Whiteread does not work with found objects, but many of her sculptures are based on them, as well as on real spaces, and she also presents three-dimensional negative images, for example of fragments from public and private buildings. By doing so, she speaks of memory in a way that we might call literal, as well as poetic. Finally, the sculptures of Susana Solano, allude to both architecture and landscape, but based on the memory or experience of them, and not as if they were objective or independent concepts.

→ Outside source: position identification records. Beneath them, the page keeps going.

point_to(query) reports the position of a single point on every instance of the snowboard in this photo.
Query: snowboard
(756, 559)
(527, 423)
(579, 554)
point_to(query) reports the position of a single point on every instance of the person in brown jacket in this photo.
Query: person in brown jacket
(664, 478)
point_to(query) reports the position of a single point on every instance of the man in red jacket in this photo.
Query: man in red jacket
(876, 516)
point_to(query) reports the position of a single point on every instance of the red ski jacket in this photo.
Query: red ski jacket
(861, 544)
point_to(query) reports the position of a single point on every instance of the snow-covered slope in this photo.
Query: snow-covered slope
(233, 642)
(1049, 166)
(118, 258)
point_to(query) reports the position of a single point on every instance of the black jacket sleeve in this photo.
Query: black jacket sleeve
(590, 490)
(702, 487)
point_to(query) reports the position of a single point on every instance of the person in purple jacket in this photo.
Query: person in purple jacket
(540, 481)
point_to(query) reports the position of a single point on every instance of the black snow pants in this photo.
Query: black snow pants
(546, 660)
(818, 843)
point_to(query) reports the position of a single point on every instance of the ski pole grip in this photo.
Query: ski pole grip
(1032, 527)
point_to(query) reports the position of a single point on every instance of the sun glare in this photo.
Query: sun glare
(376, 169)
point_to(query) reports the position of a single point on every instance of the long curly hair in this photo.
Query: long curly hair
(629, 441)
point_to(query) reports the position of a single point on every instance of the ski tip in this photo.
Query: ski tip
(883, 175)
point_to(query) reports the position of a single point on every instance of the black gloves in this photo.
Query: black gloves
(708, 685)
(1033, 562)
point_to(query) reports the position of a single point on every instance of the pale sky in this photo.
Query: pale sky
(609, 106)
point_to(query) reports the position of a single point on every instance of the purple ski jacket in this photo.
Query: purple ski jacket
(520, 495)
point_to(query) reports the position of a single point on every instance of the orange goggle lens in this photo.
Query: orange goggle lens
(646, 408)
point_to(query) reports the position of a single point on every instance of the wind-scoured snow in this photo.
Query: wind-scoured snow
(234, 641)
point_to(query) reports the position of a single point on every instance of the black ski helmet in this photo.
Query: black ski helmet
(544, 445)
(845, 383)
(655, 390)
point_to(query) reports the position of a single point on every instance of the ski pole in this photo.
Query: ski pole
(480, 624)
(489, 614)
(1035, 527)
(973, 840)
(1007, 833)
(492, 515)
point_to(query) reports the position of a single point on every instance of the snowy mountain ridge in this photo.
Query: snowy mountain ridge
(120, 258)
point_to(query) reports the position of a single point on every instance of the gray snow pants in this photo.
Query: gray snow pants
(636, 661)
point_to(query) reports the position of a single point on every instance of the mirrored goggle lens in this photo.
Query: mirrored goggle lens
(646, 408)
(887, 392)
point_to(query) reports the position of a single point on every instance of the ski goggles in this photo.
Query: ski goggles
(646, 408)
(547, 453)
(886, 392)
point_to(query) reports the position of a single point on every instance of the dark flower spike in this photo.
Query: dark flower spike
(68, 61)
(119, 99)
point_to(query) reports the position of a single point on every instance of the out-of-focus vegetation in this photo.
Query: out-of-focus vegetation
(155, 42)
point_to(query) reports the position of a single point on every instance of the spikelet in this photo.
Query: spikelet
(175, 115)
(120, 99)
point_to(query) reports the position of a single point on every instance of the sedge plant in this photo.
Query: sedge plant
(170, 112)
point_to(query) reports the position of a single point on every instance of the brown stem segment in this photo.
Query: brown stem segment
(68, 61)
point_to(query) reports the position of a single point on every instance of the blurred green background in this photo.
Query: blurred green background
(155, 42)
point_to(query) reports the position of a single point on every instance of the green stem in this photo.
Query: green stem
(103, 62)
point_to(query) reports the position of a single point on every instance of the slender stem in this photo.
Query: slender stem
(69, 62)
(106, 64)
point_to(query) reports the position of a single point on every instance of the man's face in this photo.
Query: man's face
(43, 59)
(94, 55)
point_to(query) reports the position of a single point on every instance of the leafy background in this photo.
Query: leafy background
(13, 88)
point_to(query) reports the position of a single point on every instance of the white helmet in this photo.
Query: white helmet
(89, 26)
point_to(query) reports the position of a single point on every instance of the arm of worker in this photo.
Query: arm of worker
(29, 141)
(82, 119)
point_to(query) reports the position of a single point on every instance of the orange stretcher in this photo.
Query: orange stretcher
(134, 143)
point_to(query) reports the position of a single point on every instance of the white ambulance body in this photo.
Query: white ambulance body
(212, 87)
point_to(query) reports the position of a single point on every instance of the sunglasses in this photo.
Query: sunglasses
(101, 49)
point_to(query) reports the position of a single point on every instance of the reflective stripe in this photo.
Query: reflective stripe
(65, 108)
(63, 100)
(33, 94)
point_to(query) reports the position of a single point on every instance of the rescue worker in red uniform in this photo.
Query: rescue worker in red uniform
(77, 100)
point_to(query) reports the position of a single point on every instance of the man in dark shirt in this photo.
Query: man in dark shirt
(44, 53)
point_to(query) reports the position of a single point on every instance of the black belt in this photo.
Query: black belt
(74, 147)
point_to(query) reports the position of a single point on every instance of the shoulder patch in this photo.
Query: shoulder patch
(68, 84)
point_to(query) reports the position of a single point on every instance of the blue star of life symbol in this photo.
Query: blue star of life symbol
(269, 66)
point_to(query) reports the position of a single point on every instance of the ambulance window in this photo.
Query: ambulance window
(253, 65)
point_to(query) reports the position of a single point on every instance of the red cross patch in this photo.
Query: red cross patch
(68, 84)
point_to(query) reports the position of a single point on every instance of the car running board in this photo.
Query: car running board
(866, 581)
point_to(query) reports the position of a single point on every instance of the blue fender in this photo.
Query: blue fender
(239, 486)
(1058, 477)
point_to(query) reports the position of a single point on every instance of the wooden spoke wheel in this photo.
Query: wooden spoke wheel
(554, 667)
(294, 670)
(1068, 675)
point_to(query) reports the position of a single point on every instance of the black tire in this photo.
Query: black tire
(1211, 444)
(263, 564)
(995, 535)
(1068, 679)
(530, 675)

Susana Solano Senza Uccelli
Susana Solano Senza Uccelli (No Birds). 1986 -1987. ”la Caixa” Collection of Contemporary Art © Susana Solano, VEGAP, Barcelona, 2015

Steel, wood, linoleum and tin cans The Holocaust is one of the basic themes in the work of the Polish artist Miroslaw Balka (Warsaw, 1958), who explores the transitory nature of our lives and the conflict and suffering that assail us. Balka’s work also has a powerful autobiographical element, for he grew up in a family of funeral sculptors who lived in a neighbourhood full of houses abandoned by Jews who had disappeared during World War Two, in which one-third of the Polish Jewish community lost their lives.

Concerned by the historic memory of those terrible events, Balka uses found objects alongside others made from materials like wood, ash, iron, soap, linoleum, felt, cement and, more recently, video, all gray or brown in colour, resulting in a patina that suggests a worn appearance. Even in cases where his sculptures represent nothing that we recognise, its scale is always designed in relation to the human body and they are imbued with a clear symbolic intention which suggests that they have specific functions.